# Allow me to brag for a moment...



## UncannyValleyWoods (Apr 18, 2013)

Got a heads up from my local Rockler buddy about an estate sale he was handling. He new my need for a new sanding machine…. I was the first one there this morning and had the pick of litter. Here's a small list of what I picked up.

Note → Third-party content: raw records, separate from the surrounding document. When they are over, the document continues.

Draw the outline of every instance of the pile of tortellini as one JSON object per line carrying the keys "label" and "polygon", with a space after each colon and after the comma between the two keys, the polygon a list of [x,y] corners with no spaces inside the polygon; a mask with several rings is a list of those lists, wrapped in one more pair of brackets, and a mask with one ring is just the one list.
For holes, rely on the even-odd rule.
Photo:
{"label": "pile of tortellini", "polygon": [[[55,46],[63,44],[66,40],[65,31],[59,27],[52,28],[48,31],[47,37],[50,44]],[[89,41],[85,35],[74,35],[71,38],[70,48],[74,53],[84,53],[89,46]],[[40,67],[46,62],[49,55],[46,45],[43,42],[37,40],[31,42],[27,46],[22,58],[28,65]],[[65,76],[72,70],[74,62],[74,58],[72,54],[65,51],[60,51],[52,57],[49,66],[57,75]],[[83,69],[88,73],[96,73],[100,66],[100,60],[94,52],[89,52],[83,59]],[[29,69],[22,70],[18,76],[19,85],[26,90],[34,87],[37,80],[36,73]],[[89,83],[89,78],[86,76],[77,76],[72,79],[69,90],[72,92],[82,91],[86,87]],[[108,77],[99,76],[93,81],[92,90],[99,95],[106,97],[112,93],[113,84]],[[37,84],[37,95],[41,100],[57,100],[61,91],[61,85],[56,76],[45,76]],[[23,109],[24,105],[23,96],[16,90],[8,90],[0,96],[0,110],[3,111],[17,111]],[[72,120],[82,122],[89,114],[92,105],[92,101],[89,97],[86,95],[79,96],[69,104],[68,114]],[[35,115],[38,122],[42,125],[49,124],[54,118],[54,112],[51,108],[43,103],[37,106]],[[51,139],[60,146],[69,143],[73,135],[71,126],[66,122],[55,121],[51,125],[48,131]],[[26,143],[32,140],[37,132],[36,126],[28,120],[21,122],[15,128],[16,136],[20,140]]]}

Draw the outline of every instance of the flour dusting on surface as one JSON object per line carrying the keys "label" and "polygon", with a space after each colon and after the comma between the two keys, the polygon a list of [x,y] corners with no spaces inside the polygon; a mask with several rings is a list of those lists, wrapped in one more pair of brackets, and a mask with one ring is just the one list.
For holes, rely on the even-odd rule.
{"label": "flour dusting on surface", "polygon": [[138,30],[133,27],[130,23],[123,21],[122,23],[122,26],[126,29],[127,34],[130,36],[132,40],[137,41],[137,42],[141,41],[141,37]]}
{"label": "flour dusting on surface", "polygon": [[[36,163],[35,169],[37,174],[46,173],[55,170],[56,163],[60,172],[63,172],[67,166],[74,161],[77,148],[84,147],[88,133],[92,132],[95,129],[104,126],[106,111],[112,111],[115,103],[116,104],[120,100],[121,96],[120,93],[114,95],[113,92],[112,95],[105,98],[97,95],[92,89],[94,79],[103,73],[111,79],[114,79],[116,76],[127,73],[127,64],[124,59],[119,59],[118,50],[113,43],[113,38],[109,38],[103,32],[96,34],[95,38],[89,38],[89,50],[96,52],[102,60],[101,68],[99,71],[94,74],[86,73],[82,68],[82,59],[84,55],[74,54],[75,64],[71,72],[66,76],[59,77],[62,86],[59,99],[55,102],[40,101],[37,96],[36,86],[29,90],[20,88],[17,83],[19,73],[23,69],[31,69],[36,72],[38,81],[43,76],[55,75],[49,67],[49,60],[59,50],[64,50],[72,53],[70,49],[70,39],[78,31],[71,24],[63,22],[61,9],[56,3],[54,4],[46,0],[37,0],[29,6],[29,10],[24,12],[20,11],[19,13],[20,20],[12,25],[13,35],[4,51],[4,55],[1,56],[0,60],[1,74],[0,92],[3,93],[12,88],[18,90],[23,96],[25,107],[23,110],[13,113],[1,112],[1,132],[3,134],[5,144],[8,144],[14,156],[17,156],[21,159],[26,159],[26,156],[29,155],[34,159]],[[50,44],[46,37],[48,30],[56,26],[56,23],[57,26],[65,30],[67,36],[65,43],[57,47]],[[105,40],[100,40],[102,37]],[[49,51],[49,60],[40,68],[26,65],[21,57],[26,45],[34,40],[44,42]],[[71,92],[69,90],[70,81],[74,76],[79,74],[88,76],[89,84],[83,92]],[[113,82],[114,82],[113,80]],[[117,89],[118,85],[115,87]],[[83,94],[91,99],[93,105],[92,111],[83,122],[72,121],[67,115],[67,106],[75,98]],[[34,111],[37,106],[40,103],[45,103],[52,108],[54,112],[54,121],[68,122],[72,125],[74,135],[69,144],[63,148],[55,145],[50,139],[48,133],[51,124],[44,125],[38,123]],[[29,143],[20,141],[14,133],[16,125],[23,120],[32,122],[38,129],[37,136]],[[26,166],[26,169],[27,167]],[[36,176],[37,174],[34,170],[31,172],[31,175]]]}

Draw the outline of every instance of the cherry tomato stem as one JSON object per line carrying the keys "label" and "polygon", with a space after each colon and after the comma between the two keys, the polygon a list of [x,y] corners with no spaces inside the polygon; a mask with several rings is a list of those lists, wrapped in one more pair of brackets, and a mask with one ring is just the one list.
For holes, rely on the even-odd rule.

Delta 6" Belt & 12" Disc Abrasive Finishing machine circa '93 - $100

Delta Hollow Chisel Mortiser model 14-650 - $40

Grizzley Radial Drill Press G7945/46 circa 2006 -$100

Complete Violin Luthier Set (with Curly Maple Neck Blanks, templates for every part of the violin and the clamping template) (photos to follow) - $20

Jet Mortising Bit Set - Free

Four Bessy 12 inch Clamps - $10

All of it in "like new" condition. Pictures to follow.

It was a good day.


----------



## DonBroussard (Mar 27, 2012)

Nice haul, there! Prices look pretty good too. I'd say you did well for your $270.


----------



## TeamTurpin (Oct 3, 2012)

Congrats!


----------



## PaulDoug (Sep 26, 2013)

Nice catch. We never have sales like that around my area, least I never hear of them. Be fun to go too, especially if I had some change rattling in my pocket.


----------



## RockyTopScott (Nov 16, 2008)

Well talk about tool gloat. Congrats…a good day indeed.


----------



## fge (Sep 8, 2008)

Nice score


----------



## HorizontalMike (Jun 3, 2010)

Wow THAT haul makes you a real DOG! ...*;-)*


----------



## UncannyValleyWoods (Apr 18, 2013)

Mike, I think they use that song as a form of torture in CIA interrogations. ;-)


----------



## Woodbum (Jan 3, 2010)

Rock on! Great haul. I would love to be able to make a violin, but then how the hell would I know if it was any good or not? Can't play one and don't listen to a lot of violin music. But for a 20 spot, it's well worth it ( I think?) It's sorta like Like French food: how do I know if it's any good if I have no frame of reference other than plain old 'merican meat and potatoes. If I can't pronounce it, I probably won't eat it.


----------